Avant le système fondamental, explique ce préfet des études, la section Lettres modernes comptait toutes les sciences. Ainsi, le lauréat de cette section pouvait poursuivre dans les facultés de médecine, d’économie, etc. Aujourd’hui, ce n’est plus possible avec les lauréats du nouveau système. De surcroît, les élèves considèrent les langues comme une section sans avenir, car elle n’offre pas beaucoup d’opportunités d’emplois comme dans les sciences, estime le préfet.

La réforme fondamentale, la racine du mal

Au Lycée SOS, c’est le même constat. Cet établissement est en train de supprimer la section Langues. La toute dernière promotion finira l’année prochaine, d’après le directeur de ce lycée, Télésphore Barikore.

Cette école compte aujourd’hui une vingtaine d’élèves par classe dans les deux promotions de Langues qui restent. Avant la réforme fondamentale, chaque classe des Lettres modernes comptait au moins 40 élèves, d’après le directeur.
Il estime que la réforme fondamentale et post-fondamentale est la principale raison : « L’on a supprimé les cours qui leur donnaient plusieurs choix à l’université. »

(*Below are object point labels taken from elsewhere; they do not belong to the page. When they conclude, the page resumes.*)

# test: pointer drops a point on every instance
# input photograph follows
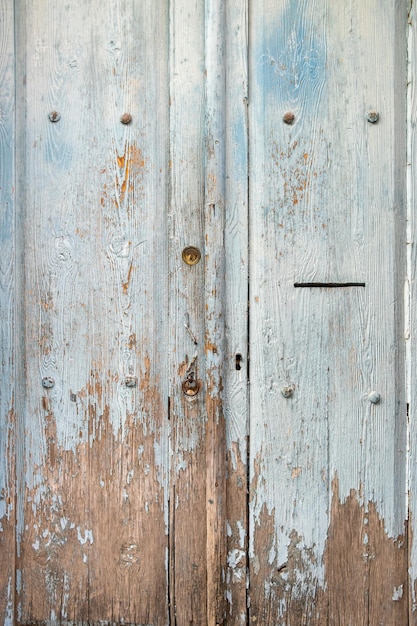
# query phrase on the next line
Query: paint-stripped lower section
(94, 545)
(365, 572)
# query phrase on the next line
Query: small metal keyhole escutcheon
(190, 386)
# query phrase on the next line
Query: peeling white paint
(398, 593)
(88, 536)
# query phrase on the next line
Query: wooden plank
(328, 505)
(188, 501)
(94, 535)
(214, 286)
(7, 316)
(411, 307)
(236, 308)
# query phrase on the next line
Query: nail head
(288, 117)
(191, 255)
(54, 116)
(190, 387)
(287, 392)
(372, 116)
(374, 397)
(126, 118)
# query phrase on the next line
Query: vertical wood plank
(214, 284)
(188, 499)
(236, 364)
(95, 437)
(326, 205)
(7, 315)
(411, 307)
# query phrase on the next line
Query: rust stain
(125, 285)
(8, 522)
(131, 163)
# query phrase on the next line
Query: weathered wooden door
(189, 188)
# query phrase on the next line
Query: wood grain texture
(95, 496)
(326, 205)
(7, 315)
(411, 304)
(236, 364)
(214, 284)
(188, 500)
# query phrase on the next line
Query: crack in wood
(329, 285)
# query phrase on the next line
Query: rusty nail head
(54, 116)
(287, 392)
(191, 255)
(289, 117)
(190, 387)
(126, 118)
(372, 116)
(374, 397)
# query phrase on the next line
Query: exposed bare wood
(411, 304)
(327, 191)
(186, 300)
(7, 316)
(94, 534)
(235, 367)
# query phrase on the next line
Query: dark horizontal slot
(329, 285)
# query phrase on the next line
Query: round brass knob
(191, 255)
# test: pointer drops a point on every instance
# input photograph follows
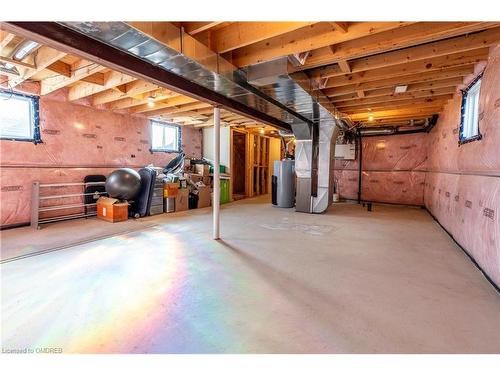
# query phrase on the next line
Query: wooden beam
(396, 113)
(394, 98)
(396, 39)
(172, 102)
(96, 79)
(342, 27)
(7, 38)
(18, 63)
(416, 67)
(44, 57)
(80, 71)
(168, 111)
(194, 28)
(122, 91)
(415, 87)
(344, 66)
(312, 37)
(402, 80)
(455, 45)
(145, 98)
(241, 34)
(408, 102)
(84, 89)
(60, 67)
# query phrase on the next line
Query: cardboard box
(203, 169)
(182, 200)
(195, 177)
(204, 196)
(112, 209)
(170, 189)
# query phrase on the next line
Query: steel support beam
(72, 42)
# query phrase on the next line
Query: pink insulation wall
(77, 140)
(462, 188)
(393, 170)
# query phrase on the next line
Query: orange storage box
(112, 210)
(170, 189)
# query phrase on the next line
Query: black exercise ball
(124, 183)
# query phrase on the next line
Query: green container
(222, 169)
(225, 192)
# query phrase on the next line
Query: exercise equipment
(175, 165)
(142, 202)
(123, 183)
(92, 192)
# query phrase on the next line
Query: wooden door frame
(247, 159)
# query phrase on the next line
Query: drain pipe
(360, 143)
(216, 197)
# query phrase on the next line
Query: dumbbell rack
(37, 198)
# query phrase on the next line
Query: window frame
(167, 125)
(465, 92)
(35, 116)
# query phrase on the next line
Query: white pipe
(216, 198)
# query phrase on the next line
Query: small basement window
(165, 137)
(469, 125)
(19, 117)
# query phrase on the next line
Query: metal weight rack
(37, 198)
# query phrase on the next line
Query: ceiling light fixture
(400, 89)
(25, 49)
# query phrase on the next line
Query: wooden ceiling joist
(194, 28)
(241, 34)
(193, 107)
(396, 113)
(435, 64)
(311, 37)
(44, 57)
(455, 45)
(432, 85)
(394, 98)
(406, 103)
(5, 39)
(141, 99)
(111, 79)
(342, 27)
(127, 90)
(391, 40)
(82, 70)
(172, 102)
(402, 80)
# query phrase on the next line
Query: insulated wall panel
(77, 140)
(463, 181)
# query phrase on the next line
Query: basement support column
(216, 197)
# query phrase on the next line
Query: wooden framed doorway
(239, 160)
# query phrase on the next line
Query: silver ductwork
(183, 56)
(266, 87)
(315, 133)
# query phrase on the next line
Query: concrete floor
(348, 281)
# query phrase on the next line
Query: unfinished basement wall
(462, 187)
(78, 140)
(393, 170)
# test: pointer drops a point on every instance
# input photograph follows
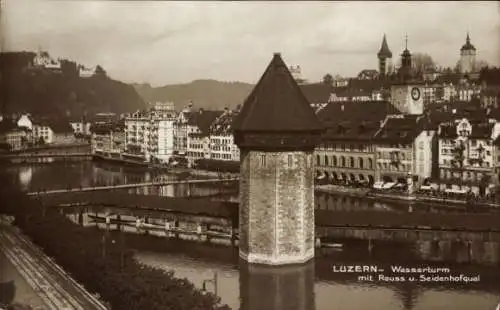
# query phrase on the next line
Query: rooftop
(277, 104)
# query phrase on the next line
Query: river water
(311, 286)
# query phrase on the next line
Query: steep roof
(400, 129)
(467, 46)
(480, 129)
(7, 125)
(384, 52)
(60, 126)
(277, 104)
(317, 92)
(202, 119)
(354, 120)
(223, 124)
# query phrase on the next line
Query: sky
(169, 42)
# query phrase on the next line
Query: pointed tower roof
(384, 52)
(468, 46)
(277, 104)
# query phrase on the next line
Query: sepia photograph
(249, 155)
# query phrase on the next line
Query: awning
(389, 185)
(455, 191)
(378, 185)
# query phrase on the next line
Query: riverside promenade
(52, 284)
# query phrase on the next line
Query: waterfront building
(52, 131)
(25, 121)
(434, 92)
(42, 133)
(468, 155)
(404, 150)
(467, 62)
(384, 57)
(406, 92)
(222, 145)
(198, 134)
(346, 154)
(13, 137)
(81, 126)
(368, 74)
(318, 94)
(62, 132)
(181, 131)
(108, 139)
(150, 135)
(276, 131)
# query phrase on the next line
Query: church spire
(384, 52)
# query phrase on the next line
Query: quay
(369, 219)
(130, 186)
(54, 286)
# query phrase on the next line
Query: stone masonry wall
(260, 201)
(277, 206)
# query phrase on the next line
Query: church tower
(467, 57)
(407, 92)
(276, 132)
(384, 58)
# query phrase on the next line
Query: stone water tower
(276, 131)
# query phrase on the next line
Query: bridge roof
(194, 206)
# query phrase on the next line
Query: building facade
(404, 150)
(346, 154)
(468, 156)
(222, 145)
(108, 140)
(467, 57)
(150, 135)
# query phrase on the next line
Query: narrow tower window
(262, 160)
(290, 161)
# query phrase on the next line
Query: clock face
(415, 93)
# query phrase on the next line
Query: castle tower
(277, 287)
(276, 131)
(384, 58)
(407, 92)
(467, 57)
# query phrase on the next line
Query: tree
(480, 64)
(328, 79)
(100, 72)
(422, 62)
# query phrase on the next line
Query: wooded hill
(41, 91)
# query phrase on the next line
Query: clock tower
(407, 93)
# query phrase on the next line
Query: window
(290, 161)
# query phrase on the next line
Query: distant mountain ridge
(205, 94)
(41, 91)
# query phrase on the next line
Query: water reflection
(25, 176)
(277, 288)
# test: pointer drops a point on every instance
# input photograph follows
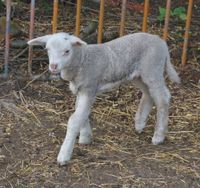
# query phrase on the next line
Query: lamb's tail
(171, 72)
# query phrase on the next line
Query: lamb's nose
(53, 66)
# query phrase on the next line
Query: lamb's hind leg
(85, 136)
(161, 96)
(145, 107)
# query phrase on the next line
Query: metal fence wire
(5, 74)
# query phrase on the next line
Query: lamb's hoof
(63, 159)
(85, 140)
(157, 139)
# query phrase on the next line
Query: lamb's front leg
(85, 133)
(77, 119)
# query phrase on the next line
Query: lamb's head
(60, 48)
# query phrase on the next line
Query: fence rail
(100, 27)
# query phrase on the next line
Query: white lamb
(91, 69)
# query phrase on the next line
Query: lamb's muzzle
(92, 69)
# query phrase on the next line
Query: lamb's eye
(66, 51)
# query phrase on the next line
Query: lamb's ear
(75, 41)
(39, 41)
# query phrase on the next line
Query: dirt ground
(33, 119)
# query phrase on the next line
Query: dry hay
(33, 121)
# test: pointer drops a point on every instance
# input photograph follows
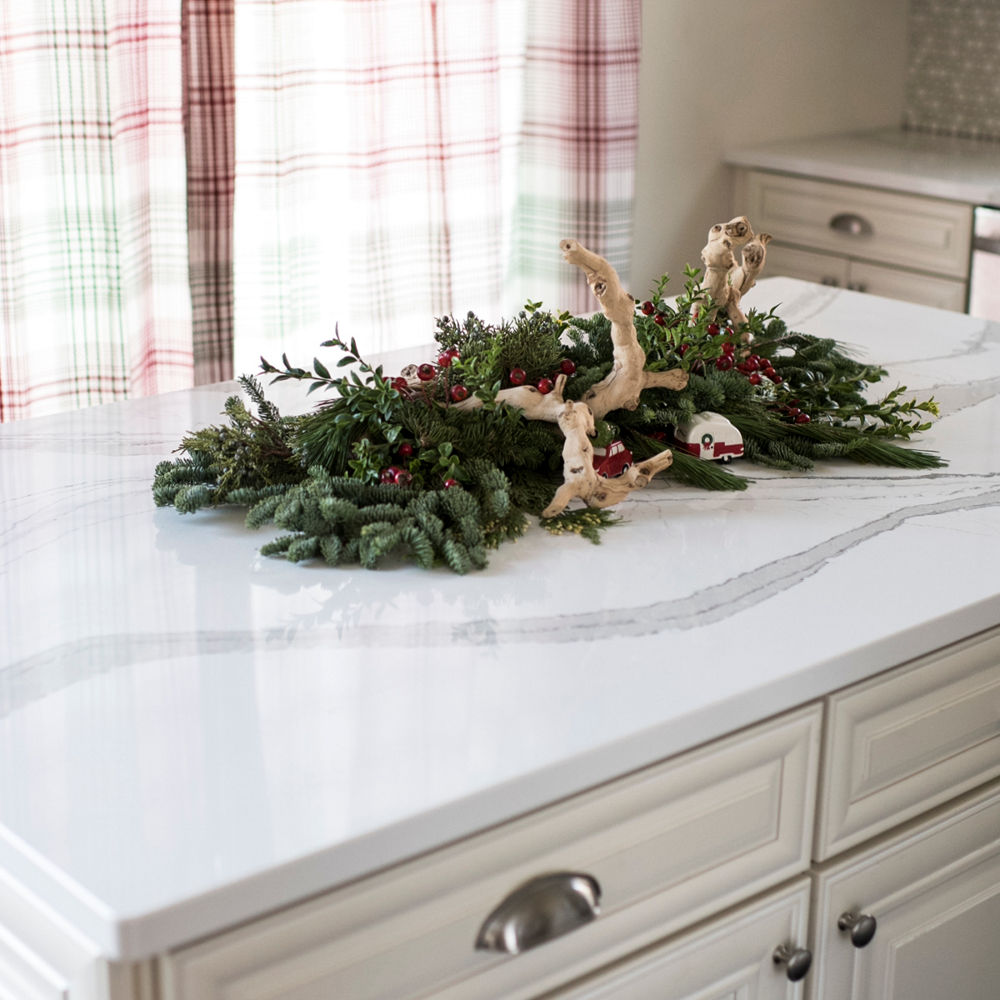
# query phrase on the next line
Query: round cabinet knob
(862, 927)
(797, 961)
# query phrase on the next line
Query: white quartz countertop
(191, 734)
(965, 170)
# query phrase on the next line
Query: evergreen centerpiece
(448, 459)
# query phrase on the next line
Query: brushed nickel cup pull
(540, 910)
(797, 961)
(851, 225)
(862, 927)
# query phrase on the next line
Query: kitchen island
(193, 736)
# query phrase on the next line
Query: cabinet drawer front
(902, 743)
(908, 286)
(934, 893)
(824, 269)
(668, 845)
(925, 234)
(729, 957)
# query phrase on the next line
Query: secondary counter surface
(963, 170)
(192, 734)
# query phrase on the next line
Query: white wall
(719, 74)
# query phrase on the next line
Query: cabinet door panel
(902, 743)
(668, 845)
(935, 893)
(729, 959)
(926, 234)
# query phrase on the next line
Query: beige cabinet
(732, 956)
(931, 895)
(666, 847)
(898, 246)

Ce n’est pas seulement cette section Langues qui souffre. Dans les sections scientifiques, les langues sont très négligées, selon le directeur du Lycée SOS. Elles n’ont qu’une heure par semaine dans les sections Sciences et Economique. Auparavant, ces sections avaient au moins 4h de français, 2h d’anglais… « Donc les élèves n’ont quasiment rien comme bagage dans les langues. »

Ce directeur estime donc que les lauréats d’aujourd’hui ne seront pas capables de composer une lettre ou de s’exprimer en français, en anglais ou même en bon kirundi. « Alors que dans le temps, les lauréats des sciences pouvaient bien tenir une conversation en français et en anglais».

Un avenir hypothéqué…

Au Lycée du Saint esprit, la section Langues n’est pas en reste. Les classes de 2e et 3e post-fondamental ne comptent que 8 élèves, chacune. La 1ère post-fondamentale compte 17 élèves. 33 au total pour toute la section contre une soixantaine pour les autres sections.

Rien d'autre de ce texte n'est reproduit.